Il fallut à Geary quelques instants pour comprendre que le Majestic n’était pas mort en vain. « Quand ces cuirassés syndics sont venus achever le Majestic, ils ont dévié de leur trajectoire et pris du retard sur leur interception des auxiliaires. »
Desjani s’accorda le temps de manœuvrer l’Indomptable avant de consulter son écran. « La cinquième division de cuirassés pourrait arriver à temps », convint-elle.
Pourrait. Geary ne devait en aucun cas, assurément, compter sur une assistance efficace du Conquérant et de l’Orion.
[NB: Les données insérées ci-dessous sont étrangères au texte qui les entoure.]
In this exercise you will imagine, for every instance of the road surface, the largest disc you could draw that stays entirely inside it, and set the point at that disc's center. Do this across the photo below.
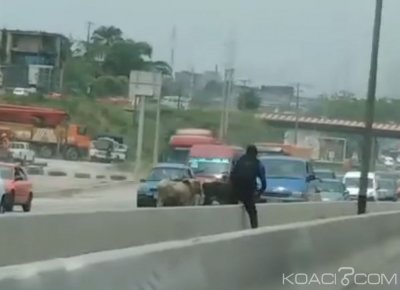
(76, 166)
(386, 277)
(118, 197)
Il reporta le regard sur l’autre flanc de la formation ennemie. Les bâtiments rescapés convergeaient tous vers le Titan, le Gobelin, et le Sorcière et le Djinn qui les suivaient. Conséquemment, les quatre flancs de la boîte syndic évidée s’effondraient vers l’intérieur pour adopter des vecteurs les conduisant vers les auxiliaires.
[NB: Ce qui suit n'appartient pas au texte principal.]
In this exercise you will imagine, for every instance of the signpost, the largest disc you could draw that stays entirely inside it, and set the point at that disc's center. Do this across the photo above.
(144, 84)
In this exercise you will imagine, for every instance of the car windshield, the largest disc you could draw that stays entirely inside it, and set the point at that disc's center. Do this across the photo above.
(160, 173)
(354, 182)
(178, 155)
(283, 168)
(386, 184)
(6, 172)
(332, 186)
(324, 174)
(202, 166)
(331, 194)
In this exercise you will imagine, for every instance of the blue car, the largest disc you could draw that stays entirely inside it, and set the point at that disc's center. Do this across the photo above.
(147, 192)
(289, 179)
Mais les sous-formations de l’Alliance construites autour des cuirassés fondaient sur ces mêmes flancs. Le capitaine Armus du Colosse menait l’Amazone, le Spartiate et le Gardien droit sur un bord de la formation syndic centrée sur trois cuirassés jusque-là relativement indemnes. Alors que les énormes bâtiments entraient lourdement en contact, les quatre vaisseaux de l’Alliance déchaînèrent toutes leurs forces sur celui de tête, puis frappèrent le second en le croisant en trombe, ne laissant du premier qu’un tas de ferraille dans leur sillage, tandis que le deuxième était gravement endommagé. Colosse et Spartiate avaient essuyé quelques frappes en contrepartie, mais aucune n’était critique.
Au même moment, les unités légères des deux camps s’entrechoquaient ; fortes de leur récente supériorité numérique, celles de l’Alliance débordaient les croiseurs légers et avisos syndics qui chancelaient sous leurs coups répétés.
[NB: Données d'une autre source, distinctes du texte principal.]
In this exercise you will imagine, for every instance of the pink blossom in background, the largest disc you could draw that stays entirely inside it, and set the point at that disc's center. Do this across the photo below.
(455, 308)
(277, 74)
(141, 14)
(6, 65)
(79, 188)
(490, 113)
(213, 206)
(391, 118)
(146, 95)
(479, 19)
Peu après, Acharné, Représailles, Superbe et Splendide balayaient les deux cuirassés ennemis et leurs escorteurs défendant un autre flanc d’une formation syndic de plus en plus chaotique ; ils avaient certes pilonné l’ennemi mais perdu le croiseur lourd Vambrace en échange.
Le Titan essuya encore une frappe, puis un croiseur léger syndic piqua sur le Gobelin, tandis que des destroyers le rasaient pour tenter d’éliminer l’assaillant.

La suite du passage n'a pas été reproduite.